Jeder Charakter ist vielschichtig und man erfährt einiges über das Selbstbild von einzelnen Menschen, das oft in einigem Gegensatz zu dem Bild steht, das andere von demjenigen haben. Das machte für mich einer der größten Reize aus, es wird ein Ereignis oder ein Person aus verschiedenen Blickwinkeln beschrieben, doch es wiederholt sich niemals und wird niemals langweilig, im Gegenteil. Es ist interessant zu lesen, wie Ereignisse wahrgenommen werden, sie bekommen aus jeder Perspektive heraus eine eigene Dynamik. Das Ganze lebt zudem von den starken Charakteren und der Entwicklung von einzelnen Figuren. Einerseits ist da eine durchaus in sich geschlossene Dorfwelt mit teilweise skurrilen Menschen, mit ihren Befindlichkeiten, Feindseligkeiten und Geheimnistuereien. Sie versuchen lange, ihre gewohnten Abläufe und Strukturen beizubehalten. Andererseits ist da die Außenwelt und diese dringt immer mehr in das Dorf ein und verändert es. Durch den Krieg sind die Frauen gezwungen selbst die Initiative zu ergreifen, doch sie müssen sich auch erst einmal dazu durchringen, die Entscheidungsgewalt lag bislang bei den Männern. So verändert sich die Gesellschaft, die Frauen werden selbständiger und selbstbewusster, und die Persönlichkeit manch einer gewinnt an Substanz und Eigenständigkeit, manch eine beweist ungeahnte Führungsqualitäten, manch eine zeigt ihr wahres Gesicht oder verstellt sich nicht mehr. Es ist ein Frauenroman, Männer spielen dabei zwar auch eine Rolle, aber bleiben doch zumeist im Hintergrund, da sie im Krieg sind, haben eine Nebenrolle oder werden in ihre Schranken verwiesen.

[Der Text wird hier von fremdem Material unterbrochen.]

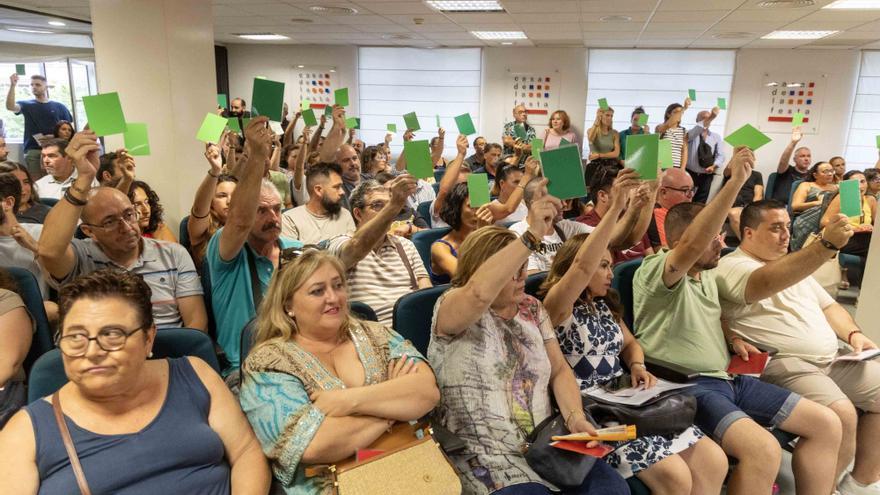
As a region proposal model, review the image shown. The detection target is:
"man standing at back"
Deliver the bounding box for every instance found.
[6,74,73,180]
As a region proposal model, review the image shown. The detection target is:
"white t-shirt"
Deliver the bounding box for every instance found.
[715,249,837,364]
[510,220,593,272]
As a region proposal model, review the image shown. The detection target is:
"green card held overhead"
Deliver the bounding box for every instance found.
[624,134,671,180]
[83,93,126,136]
[303,108,318,127]
[251,78,284,122]
[724,124,772,151]
[541,146,587,199]
[333,88,348,107]
[403,140,434,179]
[403,112,422,131]
[838,179,862,218]
[196,113,229,144]
[468,174,491,208]
[122,122,150,156]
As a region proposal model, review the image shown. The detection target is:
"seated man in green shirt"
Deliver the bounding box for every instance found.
[633,148,841,495]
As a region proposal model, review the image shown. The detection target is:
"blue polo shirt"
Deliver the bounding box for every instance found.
[205,228,303,369]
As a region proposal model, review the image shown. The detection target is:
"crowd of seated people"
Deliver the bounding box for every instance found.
[0,81,880,495]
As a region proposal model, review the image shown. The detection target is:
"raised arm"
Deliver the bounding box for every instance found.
[220,117,272,261]
[436,184,562,336]
[544,168,639,328]
[38,129,100,279]
[663,146,755,287]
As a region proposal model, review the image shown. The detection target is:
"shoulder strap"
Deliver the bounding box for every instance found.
[388,235,419,290]
[52,392,92,495]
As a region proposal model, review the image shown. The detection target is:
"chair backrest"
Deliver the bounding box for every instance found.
[412,227,452,268]
[391,284,449,357]
[2,266,55,372]
[416,201,432,227]
[28,328,220,404]
[611,258,642,332]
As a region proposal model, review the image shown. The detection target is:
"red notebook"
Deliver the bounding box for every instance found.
[727,352,770,376]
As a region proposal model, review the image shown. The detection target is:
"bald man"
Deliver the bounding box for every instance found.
[38,130,208,331]
[648,168,696,251]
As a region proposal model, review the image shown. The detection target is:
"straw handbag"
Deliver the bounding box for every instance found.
[306,423,461,495]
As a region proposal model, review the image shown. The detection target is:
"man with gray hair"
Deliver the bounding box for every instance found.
[324,174,431,326]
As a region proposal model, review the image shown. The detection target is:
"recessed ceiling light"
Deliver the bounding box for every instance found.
[761,31,840,40]
[235,33,290,41]
[425,0,504,12]
[471,31,529,40]
[822,0,880,10]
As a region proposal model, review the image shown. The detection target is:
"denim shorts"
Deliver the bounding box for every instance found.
[682,375,801,444]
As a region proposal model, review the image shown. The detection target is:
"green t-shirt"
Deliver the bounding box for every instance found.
[633,250,730,378]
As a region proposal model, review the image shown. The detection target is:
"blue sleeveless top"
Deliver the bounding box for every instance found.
[25,358,230,495]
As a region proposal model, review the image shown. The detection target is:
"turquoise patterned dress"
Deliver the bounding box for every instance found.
[240,322,425,495]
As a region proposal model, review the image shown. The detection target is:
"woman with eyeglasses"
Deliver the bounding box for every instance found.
[428,184,629,495]
[0,270,270,494]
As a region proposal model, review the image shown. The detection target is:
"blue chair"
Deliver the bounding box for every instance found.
[28,328,220,404]
[412,227,452,267]
[391,284,449,356]
[0,266,55,372]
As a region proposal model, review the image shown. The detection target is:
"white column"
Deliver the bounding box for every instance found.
[90,0,217,231]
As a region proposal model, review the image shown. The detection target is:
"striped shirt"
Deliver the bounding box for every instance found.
[327,235,428,326]
[49,238,203,328]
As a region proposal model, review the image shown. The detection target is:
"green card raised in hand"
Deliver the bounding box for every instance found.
[333,88,348,107]
[122,122,150,156]
[624,134,671,180]
[196,113,229,144]
[541,146,587,199]
[403,140,434,179]
[403,112,422,132]
[83,93,127,136]
[838,179,862,218]
[724,124,772,151]
[468,174,491,208]
[251,78,284,122]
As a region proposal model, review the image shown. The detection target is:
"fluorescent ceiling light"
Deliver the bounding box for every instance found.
[761,31,840,40]
[425,0,504,12]
[822,0,880,10]
[471,31,528,40]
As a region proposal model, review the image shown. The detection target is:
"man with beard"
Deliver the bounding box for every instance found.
[205,117,302,375]
[38,130,208,331]
[281,163,355,244]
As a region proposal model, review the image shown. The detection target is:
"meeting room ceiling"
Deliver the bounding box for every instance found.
[5,0,880,49]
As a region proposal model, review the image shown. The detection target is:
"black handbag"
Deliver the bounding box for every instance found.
[523,414,597,489]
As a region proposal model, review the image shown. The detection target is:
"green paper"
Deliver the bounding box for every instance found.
[333,88,348,107]
[83,93,127,136]
[624,134,671,180]
[403,140,434,179]
[657,139,675,170]
[303,108,318,127]
[455,113,477,136]
[196,113,229,144]
[838,179,862,218]
[468,174,491,208]
[724,124,772,151]
[251,78,284,122]
[122,122,150,156]
[403,112,422,131]
[541,146,587,199]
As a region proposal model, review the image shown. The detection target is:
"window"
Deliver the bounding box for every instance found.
[584,49,736,156]
[846,51,880,170]
[358,47,481,159]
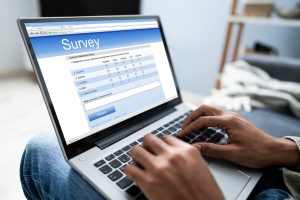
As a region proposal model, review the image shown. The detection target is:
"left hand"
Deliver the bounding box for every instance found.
[125,134,224,200]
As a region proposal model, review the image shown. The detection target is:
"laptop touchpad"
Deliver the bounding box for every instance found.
[209,161,251,199]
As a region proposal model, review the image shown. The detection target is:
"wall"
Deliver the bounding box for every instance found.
[142,0,230,94]
[142,0,300,95]
[0,0,39,73]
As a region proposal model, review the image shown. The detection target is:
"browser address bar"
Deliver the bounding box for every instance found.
[68,24,158,33]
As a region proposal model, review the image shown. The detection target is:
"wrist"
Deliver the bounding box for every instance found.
[271,138,300,168]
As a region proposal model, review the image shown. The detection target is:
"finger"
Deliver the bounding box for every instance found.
[193,142,231,159]
[183,105,223,128]
[162,135,188,147]
[178,116,228,137]
[129,146,154,169]
[125,165,146,185]
[143,134,168,155]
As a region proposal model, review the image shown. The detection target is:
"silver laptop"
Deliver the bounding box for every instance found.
[18,16,261,200]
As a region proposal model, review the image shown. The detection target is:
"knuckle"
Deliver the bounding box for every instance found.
[186,145,198,154]
[226,115,239,122]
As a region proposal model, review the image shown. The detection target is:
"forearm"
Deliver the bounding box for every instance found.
[270,138,300,168]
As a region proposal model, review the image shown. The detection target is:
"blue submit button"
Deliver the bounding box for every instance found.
[88,106,116,121]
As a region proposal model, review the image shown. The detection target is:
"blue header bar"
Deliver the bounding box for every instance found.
[30,28,162,58]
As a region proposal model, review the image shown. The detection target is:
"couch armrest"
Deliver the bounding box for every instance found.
[240,55,300,83]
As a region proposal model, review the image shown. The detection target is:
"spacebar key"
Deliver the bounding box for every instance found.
[117,177,133,189]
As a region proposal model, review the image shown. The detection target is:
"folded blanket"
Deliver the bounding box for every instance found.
[204,61,300,118]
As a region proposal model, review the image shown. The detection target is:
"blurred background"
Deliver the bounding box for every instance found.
[0,0,300,199]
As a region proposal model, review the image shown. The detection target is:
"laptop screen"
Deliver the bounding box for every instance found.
[25,19,178,144]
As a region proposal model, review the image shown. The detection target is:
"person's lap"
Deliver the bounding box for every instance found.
[20,133,104,199]
[20,108,298,199]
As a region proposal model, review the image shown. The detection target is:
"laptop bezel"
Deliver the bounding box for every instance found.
[18,15,182,160]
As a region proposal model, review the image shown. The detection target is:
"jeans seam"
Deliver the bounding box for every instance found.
[21,175,55,200]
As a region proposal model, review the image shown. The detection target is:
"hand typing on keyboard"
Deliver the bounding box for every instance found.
[178,106,300,168]
[125,134,223,200]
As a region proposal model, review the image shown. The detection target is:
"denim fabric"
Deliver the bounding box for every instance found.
[254,189,294,200]
[20,133,104,200]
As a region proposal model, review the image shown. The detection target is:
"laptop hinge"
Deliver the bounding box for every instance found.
[95,108,176,150]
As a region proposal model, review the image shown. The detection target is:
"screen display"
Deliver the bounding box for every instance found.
[25,19,178,144]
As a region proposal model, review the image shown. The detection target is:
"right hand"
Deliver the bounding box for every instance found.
[178,105,300,168]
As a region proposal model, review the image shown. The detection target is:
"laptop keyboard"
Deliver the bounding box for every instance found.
[94,111,226,200]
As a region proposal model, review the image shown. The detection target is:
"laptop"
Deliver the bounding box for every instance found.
[18,16,261,200]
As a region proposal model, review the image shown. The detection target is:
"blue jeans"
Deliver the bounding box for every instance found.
[20,133,104,200]
[20,133,291,200]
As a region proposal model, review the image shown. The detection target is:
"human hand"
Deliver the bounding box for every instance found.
[178,105,300,168]
[125,134,224,200]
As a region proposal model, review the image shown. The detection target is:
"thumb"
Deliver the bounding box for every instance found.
[193,142,229,158]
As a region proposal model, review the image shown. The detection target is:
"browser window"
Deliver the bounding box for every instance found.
[25,19,178,144]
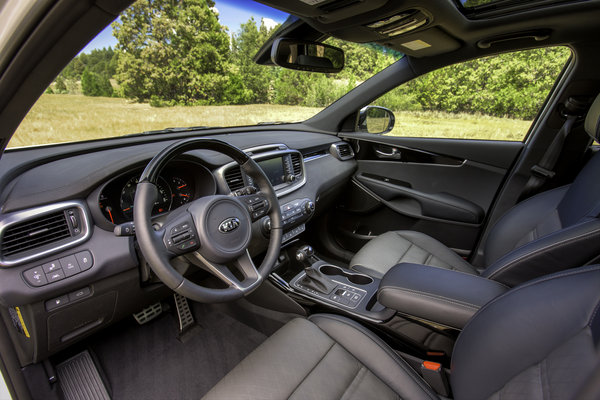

Fazit: Ein wunderbarer Roman und gleichzeitig ein Zeitzeugnis davon, wie Frauen an der Heimatfront ihr Leben meisterten, ihren Mann standen und über sich hinauswuchsen. Ein Buch, das zeigt, was Menschen leisten, wie sie sich und die Gesellschaft verändern können. Es sind die stillen Helden, die die Welt verändern. Wundervoll geschrieben in einem außergewöhnlichen Stil, der fesselt, und eine Autorin, die es versteht, ein schwieriges und trauriges Kapitel der Geschichte hoffnungs- und humorvoll und ihre Charaktere liebevoll zu behandeln. Eine, die man sich merken sollte und von der es hoffentlich bald mehr zu lesen gibt!